Como no inverno em países temperados, o período seco exige a formação de estoques de forragem sob a forma de feno, silagem ou em áreas preservadas do acesso animal. A Embrapa, as universidades e os sistemas estaduais de pesquisa desenvolveram diversas
alternativas para garantir ou complementar a alimentação dos rebanhos no período seco.

Existem plantas forrageiras resistentes à seca, tecnologias e suplementos para ampliar a digestibilidade do material seco consumido pelos rebanhos e diversas alternativas com árvores e arbustos forrageiros, nativos e exóticos. Alguns produtores já utilizam essas técnicas. Sua adoção mais ampla, no entanto, depende de uma política eficaz de inclusão produtiva, de difusão tecnológica e de assistência técnica, atualmente inexistente.

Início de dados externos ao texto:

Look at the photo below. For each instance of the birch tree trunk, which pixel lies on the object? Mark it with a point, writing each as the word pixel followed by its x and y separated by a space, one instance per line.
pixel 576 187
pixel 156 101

A cisterna rural, mesmo no pior ano de seca, consegue armazenar água suficiente para as necessidades das famílias. Da mesma forma, outras tecnologias da pesquisa agropecuária podem garantir água para os animais. E até para as culturas, por meio da chamada irrigação de salvação e da cisterna calçadão, por exemplo. Está na hora de inovar em matéria de tecnologia agrícola no semiárido. E também de repensar o sistema de assistência técnica aos produtores rurais.

O crescimento da renda e da organização dos produtores permite imaginar novos cenários para a redução da pobreza rural no sertão. Está demonstrado: a renda rural depende muito mais de tecnologia do que da terra. O futuro está na incorporação de novas técnicas agrícolas e na inserção dos agricultores em cadeias produtivas rentáveis, como ocorreu em quase todo o Brasil.

Como diziam os cangaceiros, o futuro fica em cima do futuro, e não embaixo do passado.


Evaristo Eduardo de Miranda é agrônomo, doutor em Ecologia e pesquisador da Embrapa. Artigo originalmente publicado em “O Estado de São Paulo”.